Domingues Filho tem notado um aumento no número de faixas e placas instaladas em estabelecimentos comerciais e postes. Os anúncios oferecem desde serviços de carpintaria e carreto até soluções esotéricas para problemas amorosos. Anteontem, uma jovem de 19 anos que se apresentava como “vidente do amor” foi multada em R$ 40 mil por colocar faixas em quatro postes do Itaim-Bibi e de Santo Amaro, na zona sul. Até 31 de janeiro, equipes das subprefeituras haviam retirado 15.154 placas como essas dos postes da cidade. Na maior parte das vezes, a Prefeitura não consegue identificar o dono do anúncio.

“Esse aumento no número de multas mostra que a fiscalização rotineira (de responsabilidade das subprefeituras) não estava fazendo o trabalho direto. Temos uma cultura da impunidade no nosso País. Se não há fiscalização, as pessoas se sentem à vontade para infringir a lei”, opina a diretora do Movimento Defenda São Paulo, a urbanista Lucila Lacreta. Ela sugere que a Prefeitura crie grupos específicos para fiscalizar, também, o uso e ocupação do solo, o descarte de lixo e a atuação das empresas concessionárias.
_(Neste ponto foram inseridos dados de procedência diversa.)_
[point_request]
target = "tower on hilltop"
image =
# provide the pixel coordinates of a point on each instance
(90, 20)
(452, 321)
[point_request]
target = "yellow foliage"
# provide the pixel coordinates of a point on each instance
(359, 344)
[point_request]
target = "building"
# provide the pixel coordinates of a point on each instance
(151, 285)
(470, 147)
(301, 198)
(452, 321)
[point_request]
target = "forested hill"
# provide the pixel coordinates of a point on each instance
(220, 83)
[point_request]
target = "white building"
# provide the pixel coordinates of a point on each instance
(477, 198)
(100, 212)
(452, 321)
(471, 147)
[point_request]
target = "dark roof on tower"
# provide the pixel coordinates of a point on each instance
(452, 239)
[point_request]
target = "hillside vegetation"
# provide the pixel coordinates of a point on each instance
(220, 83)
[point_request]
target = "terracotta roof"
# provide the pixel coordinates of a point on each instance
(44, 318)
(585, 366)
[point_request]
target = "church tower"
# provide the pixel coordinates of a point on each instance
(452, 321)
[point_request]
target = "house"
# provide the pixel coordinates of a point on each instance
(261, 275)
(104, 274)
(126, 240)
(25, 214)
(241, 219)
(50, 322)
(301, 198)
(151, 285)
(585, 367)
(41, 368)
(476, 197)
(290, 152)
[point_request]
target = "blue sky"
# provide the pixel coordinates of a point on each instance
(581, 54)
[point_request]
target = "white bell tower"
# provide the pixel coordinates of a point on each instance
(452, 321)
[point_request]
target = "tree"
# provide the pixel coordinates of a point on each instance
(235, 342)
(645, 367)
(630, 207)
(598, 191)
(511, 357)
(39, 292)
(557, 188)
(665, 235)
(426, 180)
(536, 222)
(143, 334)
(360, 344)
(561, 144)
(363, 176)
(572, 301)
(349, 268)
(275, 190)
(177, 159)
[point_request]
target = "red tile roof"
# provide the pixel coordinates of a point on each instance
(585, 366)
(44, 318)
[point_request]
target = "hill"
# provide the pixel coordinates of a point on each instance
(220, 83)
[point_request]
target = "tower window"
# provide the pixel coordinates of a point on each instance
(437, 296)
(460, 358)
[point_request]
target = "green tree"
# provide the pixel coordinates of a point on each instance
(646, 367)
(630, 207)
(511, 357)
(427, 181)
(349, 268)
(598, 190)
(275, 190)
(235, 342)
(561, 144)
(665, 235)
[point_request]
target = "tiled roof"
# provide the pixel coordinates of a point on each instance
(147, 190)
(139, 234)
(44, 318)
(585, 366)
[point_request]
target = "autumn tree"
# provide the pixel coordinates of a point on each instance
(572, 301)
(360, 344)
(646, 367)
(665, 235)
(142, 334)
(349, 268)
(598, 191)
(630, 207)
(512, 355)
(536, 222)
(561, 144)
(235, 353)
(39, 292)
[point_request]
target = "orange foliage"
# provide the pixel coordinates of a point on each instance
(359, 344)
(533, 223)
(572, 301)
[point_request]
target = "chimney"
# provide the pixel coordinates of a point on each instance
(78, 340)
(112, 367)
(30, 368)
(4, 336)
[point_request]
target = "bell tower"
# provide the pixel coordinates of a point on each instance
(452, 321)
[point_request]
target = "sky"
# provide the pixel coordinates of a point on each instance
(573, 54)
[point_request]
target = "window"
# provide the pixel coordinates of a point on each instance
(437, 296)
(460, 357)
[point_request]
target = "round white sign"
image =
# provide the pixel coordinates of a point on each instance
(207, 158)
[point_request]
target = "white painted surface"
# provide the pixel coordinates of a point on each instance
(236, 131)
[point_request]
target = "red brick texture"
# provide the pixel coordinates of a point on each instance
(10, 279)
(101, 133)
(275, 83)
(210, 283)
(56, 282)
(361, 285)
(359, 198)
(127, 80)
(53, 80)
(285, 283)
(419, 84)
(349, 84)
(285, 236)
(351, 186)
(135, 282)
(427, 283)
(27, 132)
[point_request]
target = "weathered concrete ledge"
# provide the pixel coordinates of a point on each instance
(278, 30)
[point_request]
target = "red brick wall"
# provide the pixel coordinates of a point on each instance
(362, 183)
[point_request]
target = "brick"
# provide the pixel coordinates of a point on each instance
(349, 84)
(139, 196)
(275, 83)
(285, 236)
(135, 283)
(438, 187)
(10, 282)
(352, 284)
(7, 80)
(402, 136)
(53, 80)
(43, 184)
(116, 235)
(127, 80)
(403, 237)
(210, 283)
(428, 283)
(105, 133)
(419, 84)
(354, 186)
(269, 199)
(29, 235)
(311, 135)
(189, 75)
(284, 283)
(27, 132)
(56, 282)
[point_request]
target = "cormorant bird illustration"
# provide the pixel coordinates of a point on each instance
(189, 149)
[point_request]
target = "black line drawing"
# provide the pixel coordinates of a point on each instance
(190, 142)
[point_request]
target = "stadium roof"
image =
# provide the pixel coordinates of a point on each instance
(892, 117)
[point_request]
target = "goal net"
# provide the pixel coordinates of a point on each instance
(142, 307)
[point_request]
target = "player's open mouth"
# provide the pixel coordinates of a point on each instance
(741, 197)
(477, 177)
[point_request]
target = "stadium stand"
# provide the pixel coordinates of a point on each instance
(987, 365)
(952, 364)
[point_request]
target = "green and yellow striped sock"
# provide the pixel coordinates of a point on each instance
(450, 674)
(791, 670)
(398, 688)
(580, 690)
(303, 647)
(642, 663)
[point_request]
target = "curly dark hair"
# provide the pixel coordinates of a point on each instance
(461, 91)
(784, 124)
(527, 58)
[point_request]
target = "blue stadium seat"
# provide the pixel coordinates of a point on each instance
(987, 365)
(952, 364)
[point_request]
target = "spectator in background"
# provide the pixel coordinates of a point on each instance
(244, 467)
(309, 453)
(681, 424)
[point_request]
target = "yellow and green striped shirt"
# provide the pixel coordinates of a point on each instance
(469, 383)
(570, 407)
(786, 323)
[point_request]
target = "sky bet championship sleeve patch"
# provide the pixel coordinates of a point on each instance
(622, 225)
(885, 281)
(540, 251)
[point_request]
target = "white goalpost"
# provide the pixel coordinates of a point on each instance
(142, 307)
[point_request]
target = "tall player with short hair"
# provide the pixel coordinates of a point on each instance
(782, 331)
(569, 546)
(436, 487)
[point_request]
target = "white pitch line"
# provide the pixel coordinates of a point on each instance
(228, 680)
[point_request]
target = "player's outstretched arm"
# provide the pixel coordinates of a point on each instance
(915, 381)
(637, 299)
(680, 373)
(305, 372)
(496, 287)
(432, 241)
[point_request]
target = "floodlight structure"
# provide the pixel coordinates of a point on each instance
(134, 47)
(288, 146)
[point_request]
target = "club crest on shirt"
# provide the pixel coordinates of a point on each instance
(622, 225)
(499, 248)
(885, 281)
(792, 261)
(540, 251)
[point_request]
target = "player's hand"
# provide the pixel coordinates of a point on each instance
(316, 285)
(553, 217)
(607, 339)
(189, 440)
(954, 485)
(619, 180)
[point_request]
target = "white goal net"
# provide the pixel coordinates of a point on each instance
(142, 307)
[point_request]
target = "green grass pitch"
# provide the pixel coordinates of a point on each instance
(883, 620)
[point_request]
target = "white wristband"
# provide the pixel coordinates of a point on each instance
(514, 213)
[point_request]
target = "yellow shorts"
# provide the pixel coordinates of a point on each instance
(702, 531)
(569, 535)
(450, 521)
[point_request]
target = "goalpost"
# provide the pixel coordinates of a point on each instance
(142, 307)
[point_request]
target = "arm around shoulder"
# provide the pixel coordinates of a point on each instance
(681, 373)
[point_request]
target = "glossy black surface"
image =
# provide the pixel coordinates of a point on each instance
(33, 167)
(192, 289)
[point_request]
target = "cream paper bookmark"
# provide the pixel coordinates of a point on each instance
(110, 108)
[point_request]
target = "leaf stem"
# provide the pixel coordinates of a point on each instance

Desde que a fiscalização foi intensificada, na semana passada, o estabelecimento que recebeu mais multas foi o posto de gasolina Sunset, na esquinas da ruas Pereira Leite e Heitor Penteado, no Alto de Pinheiros, zona oeste. Lá, os fiscais encontraram dez anúncios irregulares, entre faixas que anunciavam promoções e letreiros luminosos da loja de conveniência. Como a multa é de R$ 10 mil para cada irregularidade, o posto terá que pagar R$ 100 mil à Prefeitura.

 

Quem for multado e se sentir injustiçado pode recorrer da punição na esfera administrativa, protocolando um recurso na subprefeitura, ou na Justiça comum. “A Prefeitura também pode cobrar a dívida na Justiça caso o cidadão não pague. Nesse caso, se o cidadão também estiver processando a administração municipal, o processo pode ser unificado, e o juiz determinará uma data para execução da dívida”, afirma o advogado especializado em direito constitucional Celso Botelho de Moraes. Segundo ele, caso o juiz entenda que o cidadão foi cobrado sem motivo, o dinheiro será devolvido.

A cobrança de um valor alto pela infração é criticada pela Associação Comercial de São Paulo (ACSP). Economista-chefe do grupo, Marcel Solimeo entende que a “tropa de choque” da Lei Cidade Limpa poderia dar uma advertência antes de aplicar a multa. “Em alguns casos, principalmente de pequenos comerciantes ou empresários, fica até inviável pagar um valor tão alto de multa.” O coordenador dos fiscais, Domingues Filho, argumenta que as proibições da lei, em vigor há quatro anos, já são conhecidas por todos e que não aplicar as autuações seria injusto com aqueles que adaptaram suas fachadas e anúncios no tempo hábil. Ele estima que cerca de 90% dos comerciantes estejam de acordo com a lei.